Origine
du nom
Mésange vient du
francique meisinga et se rattache à la base m-s «
bigarré, tacheté », en
rapport avec le plumage aux couleurs contrastées des
espèces de ce groupe…
Description :
De très petite taille, l’oiseau apparaît de dos comme
une minuscule boule sombre terminée par un long plumeau
noir bordé de blanc…
La poitrine et le ventre sont blanc rosé. Un bandeau
noir sépare une calotte et des joues blanches. Les yeux
soulignés d’un joli cercle rouge sont du plus bel effet
!!
Mâles et femelles sont identiques…
Régime alimentaire :
Contrairement à ses cousines, la Mésange à longue queue
ne recherche pas les cavités pour installer sa nichée.
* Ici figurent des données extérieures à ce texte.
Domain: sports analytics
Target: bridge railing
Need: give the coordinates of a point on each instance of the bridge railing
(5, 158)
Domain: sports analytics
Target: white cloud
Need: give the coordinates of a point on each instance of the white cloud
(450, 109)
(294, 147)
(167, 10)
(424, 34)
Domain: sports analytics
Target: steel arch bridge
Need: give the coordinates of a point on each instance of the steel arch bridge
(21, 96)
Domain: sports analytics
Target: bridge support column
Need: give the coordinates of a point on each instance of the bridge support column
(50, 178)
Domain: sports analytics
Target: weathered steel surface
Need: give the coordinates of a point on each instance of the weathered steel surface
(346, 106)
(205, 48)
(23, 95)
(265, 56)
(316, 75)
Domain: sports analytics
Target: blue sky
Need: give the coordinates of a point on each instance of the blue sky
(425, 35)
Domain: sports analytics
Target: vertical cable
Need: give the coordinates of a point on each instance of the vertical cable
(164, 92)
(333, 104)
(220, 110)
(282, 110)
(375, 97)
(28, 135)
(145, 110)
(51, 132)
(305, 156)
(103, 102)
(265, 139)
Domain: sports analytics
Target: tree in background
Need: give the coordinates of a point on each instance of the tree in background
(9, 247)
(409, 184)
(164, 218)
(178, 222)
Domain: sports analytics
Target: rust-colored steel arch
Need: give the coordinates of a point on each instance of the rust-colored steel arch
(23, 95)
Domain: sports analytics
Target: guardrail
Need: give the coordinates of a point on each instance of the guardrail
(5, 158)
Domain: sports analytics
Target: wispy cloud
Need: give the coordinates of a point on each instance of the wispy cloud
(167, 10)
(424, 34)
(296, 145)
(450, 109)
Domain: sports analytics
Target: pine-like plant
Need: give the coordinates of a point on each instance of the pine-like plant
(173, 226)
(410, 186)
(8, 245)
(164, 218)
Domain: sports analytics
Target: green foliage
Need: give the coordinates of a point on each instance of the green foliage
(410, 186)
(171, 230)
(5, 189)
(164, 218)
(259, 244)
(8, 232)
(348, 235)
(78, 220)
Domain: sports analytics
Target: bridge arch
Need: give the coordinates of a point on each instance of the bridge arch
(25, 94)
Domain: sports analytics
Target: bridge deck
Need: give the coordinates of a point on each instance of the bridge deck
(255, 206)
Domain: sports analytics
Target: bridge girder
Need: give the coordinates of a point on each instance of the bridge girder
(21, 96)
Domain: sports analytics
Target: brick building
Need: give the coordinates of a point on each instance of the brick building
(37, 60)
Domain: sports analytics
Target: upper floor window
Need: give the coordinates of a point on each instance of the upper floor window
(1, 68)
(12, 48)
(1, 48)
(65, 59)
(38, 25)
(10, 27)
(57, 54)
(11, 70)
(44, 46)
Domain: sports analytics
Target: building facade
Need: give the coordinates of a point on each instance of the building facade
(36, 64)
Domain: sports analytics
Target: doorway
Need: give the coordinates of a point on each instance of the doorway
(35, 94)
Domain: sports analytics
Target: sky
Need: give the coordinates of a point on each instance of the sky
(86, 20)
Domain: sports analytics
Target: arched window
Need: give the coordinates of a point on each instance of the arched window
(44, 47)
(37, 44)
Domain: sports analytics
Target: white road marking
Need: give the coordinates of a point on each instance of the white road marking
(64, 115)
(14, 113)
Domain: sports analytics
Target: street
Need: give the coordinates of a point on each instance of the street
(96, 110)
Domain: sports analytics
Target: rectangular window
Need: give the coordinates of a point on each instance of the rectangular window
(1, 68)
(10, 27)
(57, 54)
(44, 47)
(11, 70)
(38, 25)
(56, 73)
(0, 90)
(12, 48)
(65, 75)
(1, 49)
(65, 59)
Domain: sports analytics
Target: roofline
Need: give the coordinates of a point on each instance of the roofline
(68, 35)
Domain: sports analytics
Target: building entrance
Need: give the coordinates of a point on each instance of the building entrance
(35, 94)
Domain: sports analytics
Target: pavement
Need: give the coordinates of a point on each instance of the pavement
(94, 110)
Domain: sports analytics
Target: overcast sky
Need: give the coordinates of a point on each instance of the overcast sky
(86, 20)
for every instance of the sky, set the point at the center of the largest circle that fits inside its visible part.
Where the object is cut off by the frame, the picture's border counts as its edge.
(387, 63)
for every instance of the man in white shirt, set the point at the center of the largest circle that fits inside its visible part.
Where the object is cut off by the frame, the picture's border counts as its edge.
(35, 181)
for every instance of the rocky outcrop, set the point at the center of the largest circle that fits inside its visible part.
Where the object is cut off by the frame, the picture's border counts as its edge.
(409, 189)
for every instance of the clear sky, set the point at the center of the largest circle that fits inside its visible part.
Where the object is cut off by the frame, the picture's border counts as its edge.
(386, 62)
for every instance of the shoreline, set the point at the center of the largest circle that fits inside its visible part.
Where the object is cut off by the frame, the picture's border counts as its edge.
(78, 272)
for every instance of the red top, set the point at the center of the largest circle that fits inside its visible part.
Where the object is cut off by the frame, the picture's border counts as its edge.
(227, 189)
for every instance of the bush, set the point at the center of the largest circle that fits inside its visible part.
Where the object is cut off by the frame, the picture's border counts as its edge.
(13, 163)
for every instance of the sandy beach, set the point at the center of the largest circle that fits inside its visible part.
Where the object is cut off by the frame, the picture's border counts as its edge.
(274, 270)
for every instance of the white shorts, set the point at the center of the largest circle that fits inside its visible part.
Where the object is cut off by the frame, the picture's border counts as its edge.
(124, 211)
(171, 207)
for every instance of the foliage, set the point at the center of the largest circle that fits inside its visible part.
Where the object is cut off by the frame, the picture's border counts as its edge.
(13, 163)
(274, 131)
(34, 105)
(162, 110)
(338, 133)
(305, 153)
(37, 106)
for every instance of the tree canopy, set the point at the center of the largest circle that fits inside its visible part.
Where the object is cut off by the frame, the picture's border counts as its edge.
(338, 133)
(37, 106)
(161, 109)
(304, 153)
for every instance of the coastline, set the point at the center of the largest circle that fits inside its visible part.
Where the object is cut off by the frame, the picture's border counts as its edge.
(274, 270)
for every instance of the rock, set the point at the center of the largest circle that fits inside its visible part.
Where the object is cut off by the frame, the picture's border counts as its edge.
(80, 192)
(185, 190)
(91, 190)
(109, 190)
Cette espèce réalise en effet un nid tubulaire d’une
vingtaine de centimètres fait d’un entrelacement de
mousse et de lichen, le tout recouvert de morceaux
d’écorce et de cocons d’insectes. L’intérieur de ce
véritable palace est matelassé de très nombreuses
petites plumes ; pas de doute, il fait bon être un bébé
Mésange à longue queue !!!
Cette construction parmi les plus impressionnantes du
monde animal est réalisée par les deux membres du couple
au bout d’une quinzaine de jours d’un travail aussi
méticuleux que laborieux ; un authentique exploit au vu
du résultat obtenu !!!
Ce genre de nid est « à rechercher » dans les fourrés
denses, les haies épaisses, les boisements à strate
arbustive bien développée, voire même sur les troncs
porteurs de lierre…
Cet oiseau aux mœurs grégaires et essentiellement
sédentaires adapte quelque peu son régime alimentaire en
fonction des saisons et des ressources nourricières
disponibles ; chenilles à corps mou et facilement
assimilables par les jeunes au printemps, insectes et
araignées de toutes sortes le reste du temps ainsi que
quelques graines en période hivernale.
Notons cependant que si son bec frêle et pointu permet
la capture de bestioles cachées dans les anfractuosités
des écorces, celui-ci limite grandement l’ingestion de
nombreuses graines trop dures ; les hivers très froids
provoquent donc bien souvent de véritables hécatombes
chez ce petit passereau...
Présence à Virelles :
Cette mésange est relativement bien présente (+/-
5.000.000 de couples) sur l’ensemble du territoire
européen à l’exception des zones plus boréales (Islande,
nord de la Scandinavie et de la Russie).
En Wallonie et à Bruxelles, l’espèce semble maintenir
ses effectifs, voire même quelque peu les améliorer ces
dernières années, la fréquence des hivers doux limitant
sans doute la mortalité.
A Virelles, de petites troupes de Mésanges à longue
queue sont très régulièrement observées se déplaçant de
branches en branches à la recherche de nourriture.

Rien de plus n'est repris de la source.